唐代村學屬於初等教育,與我們現在的小學類似。鄉、裏、村學的教學內容主要是儒家五經和一些啟蒙識字讀物,以及唐代廣泛流傳的詩歌文賦。唐代的啟蒙讀物,除唐玄宗皇子編纂的《初學記》以外,在民間流行的主要有梁代周興嗣編撰的四言韻語《千字文》,蒙學課本《太公家教》、《兔園冊府》等。
鄉、村、裏學的設置對唐代教育的普及和文化的傳播起了重大作用,極大地提高了唐代教育的普及程度。唐代後期因為社會動蕩,州縣官學大量衰廢,而鄉村學校因不容易直接受政局變化的影響,所以還依然普遍存在,唐後期教育應該比前期更為普及。這主要還由於鄉村學校並無政府固定供給的經費,而且這類學校的人員編製十分簡單(往往隻有一名教師),日常所需的經費也微乎其微。
宋代的初等教育也基本上由鄉、裏之學承擔,這期間還出現了為農民提供啟蒙教育的冬學,即主要選擇在冬天的農閑時節傳授知識,這種學校與我們現在的成人教育中的業餘農校十分相似。元明清時期的啟蒙教育機構隨著行政區劃的變化而發生改變,鄉、裏學校演變成社學和義學。社學、義學是元明清時期最基本的啟蒙教育機構,全國城鎮和農村的兒童,尤其是廣大農村兒童的啟蒙教育多由這類機構承擔。明清時期的社學、義學,是府、州、縣學教育的重要補充,占有極重要的地位。
社學是以民間子弟為教育對象的一種基層地方官學。招收的學生大致是在8歲以上、15歲以下,沒有獲得任何功名的少年兒童。社學廣泛設立於全國城鎮和鄉村,其中鄉村的比例最大。社學在宋代就已經出現,由官府正式設立是從元世祖至元二十三年(1286)開始的,朝廷規定:“諸縣所屬村莊,五十家為一社,擇年高曉農事者立為社長。……每社立學校一,擇通曉經書者為學師,農隙使子弟如學。如學文有成者,申複官司照驗。”就是說規定每50戶為一社,每社設立一所社學,農閑時讓農家子弟入學讀書,接受啟蒙教育。這對於發展農村地區文化教育事業具有十分重要的意義。
明代初期繼承和發展了元代創立的社學製度,其設立更加普遍,數量更多,在教學的各個方麵也更趨成熟。洪武八年(1375),朱元璋下詔規定,府州縣每50家設立一所社學。這一規定帶有某種強製性,與近現代義務教育有相似之處。但這種奉旨設立的社學含有相當多的虛假成分,有的甚至成為地方官吏敲榨勒索百姓的工具:對願意讀書而無錢的人,不許入學;而對一家有適齡兒童三四人卻不願讀書的,則可用交錢的方式免除入學讀書之苦;對隻有父子二人,而且都沒有時間入學讀書的,卻又強迫他們入學。正因為如此,在洪武十三年(1380)曾一度廢止社學,隻設冬學。但三年以後又下詔恢複社學,而且改變了以前社學隻能由地方官府設立的局麵,允許民間設立社學,禁止地方官吏“幹預”民間自辦的社學。

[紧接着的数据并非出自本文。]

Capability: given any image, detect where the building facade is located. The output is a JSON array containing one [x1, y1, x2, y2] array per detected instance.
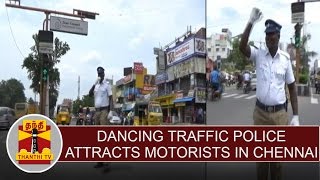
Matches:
[[207, 28, 233, 69], [154, 28, 207, 124], [114, 63, 156, 115]]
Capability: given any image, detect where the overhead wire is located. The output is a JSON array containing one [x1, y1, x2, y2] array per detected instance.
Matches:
[[5, 1, 26, 59]]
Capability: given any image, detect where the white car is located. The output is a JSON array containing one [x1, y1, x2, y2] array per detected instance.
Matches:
[[108, 111, 122, 125], [251, 73, 257, 91]]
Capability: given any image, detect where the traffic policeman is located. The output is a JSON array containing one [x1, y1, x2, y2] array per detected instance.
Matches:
[[239, 8, 299, 180], [89, 66, 113, 170]]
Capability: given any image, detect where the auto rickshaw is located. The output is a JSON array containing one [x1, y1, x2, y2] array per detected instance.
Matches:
[[56, 105, 71, 125], [133, 101, 163, 125]]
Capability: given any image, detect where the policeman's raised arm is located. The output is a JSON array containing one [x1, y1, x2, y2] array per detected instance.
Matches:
[[239, 8, 263, 59], [239, 23, 253, 58]]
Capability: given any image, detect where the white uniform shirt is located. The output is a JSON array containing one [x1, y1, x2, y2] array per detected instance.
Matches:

明初社學主要由各級地方官吏興辦,據王蘭蔭《明代之社學》統計,在1438所社學中,由知縣建立的占61%以上,由知州建立的隻占不足4%,由知府建立的超過11%,由提學官監督、指導建立的也超過21%,由民間設立的社學隻占3%左右,這表明明初社學的官辦性質。但從洪武十六年恢複設立社學以後,民間設立的社學逐漸增加,不少是以宗族為單位設立的。
社學的教師稱社師,一般是挑選當地學行兼優的長者擔任。在教學活動方麵,明代社學對於如何教兒童念書、看書、作文、記文,培養兒童學習習慣以及每天活動的安排等,都有較具體的要求。呂坤編撰的《社學要略》中具體規定了社學的教育目標、道德規範、教學內容、教學過程以及教材、教法等。他認為社學教育應以進德修身為目標,不可隻為“取科甲求富貴”,提倡慎選社師,“不以才名為務,而以誌行端良為先”,並強調對兒童學習、行為習慣的培養。他說:
教童子,先學爽潔。硯無積垢,筆無宿墨。蘸墨隻著水皮,於筆先要水潤,書須離身三寸,休令拳揉。手須日洗兩番,休汙書籍。案上書,休亂堆斜放。書中句,休亂點胡批。學堂日日掃除,桌凳時時擦抹。
社學的教學內容,除傳統小學所教的《三字經》、《百家姓》、《千字文》,以及《孝經》、《四書》之外,特別強調學習冠婚喪祭的禮儀,使學生從小懂得封建社會的禮儀製度。洪武二十年(1387)以後,將《禦製大誥》和律令列入教學內容,目的是進行法製教育,從小培養安分守己的所謂良民。明太祖還令全國社:學的老師率領能背誦《禦製大誥》的學生進京,禮部根據學生的背誦情況加以賞賜。洪武三十年(1397)五月,全國有193400多能背誦《禦製大誥》的學生彙聚京城,隊伍十分龐大,可見當時社學的發展規模之大。明代中葉以後,社學逐漸廢弛,明朝政府多次明令複興社學,但各地官吏並未認真執行。明朝將社學與府、州、縣學銜接起來,社學的優秀學生可以被選拔推薦到府、州、縣學中去繼續學習。這對社學的發展產生了極大的促進作用。
順治九年(1652)規定:“每鄉置社學一區,擇其文意通曉、行誼謹厚者,補充社師,免其差役,量給廩餼養贍,提學按臨日,造姓名冊申報查考。”這條規定說明,清代每鄉設立一所社學。康熙九年(1670)下令各省設置社學、社師。社學成為設在鄉鎮地區最基層的一種地方官學。雍正元年(1723),提出凡在社學中學習成績優秀的,經考試可以升入府、州、縣學的學生;而府、州、縣學學生學習成績不佳,要被退回到社學中去,即所謂“發社”。清代社學,主要麵向鄉村和少數民族地區。不久,清代的社學即為義學等形式所取代了。
義學,又稱義塾,是明清時期為貧窮子弟和少數民族子弟設立的教育機構。早在宋代已有“義學”的名稱,但它隻是以本族貧窮子弟為教育對象的學校,有官辦、民辦、官民合辦等多種形式,清代主要是官辦的,義學。義學在清代最初是為扶植少數民族的文化而發展起來的,而義學在全國範圍內拓展則得益於雍正時期企圖以推動義學的發展來代替書院的政策,由於當時書院的存在與發展的合理因素尚未消失殆盡,依然保持著強大的曆史慣性,統治者以義學取代書院的做法隻能成為泡影,但已經得到推廣的義學也作為一種既成的現實被保存下來了,而且與書院一樣得到極大的發展。乾隆以後,直至清末,義學一直成為清代蒙學的重要組成部分。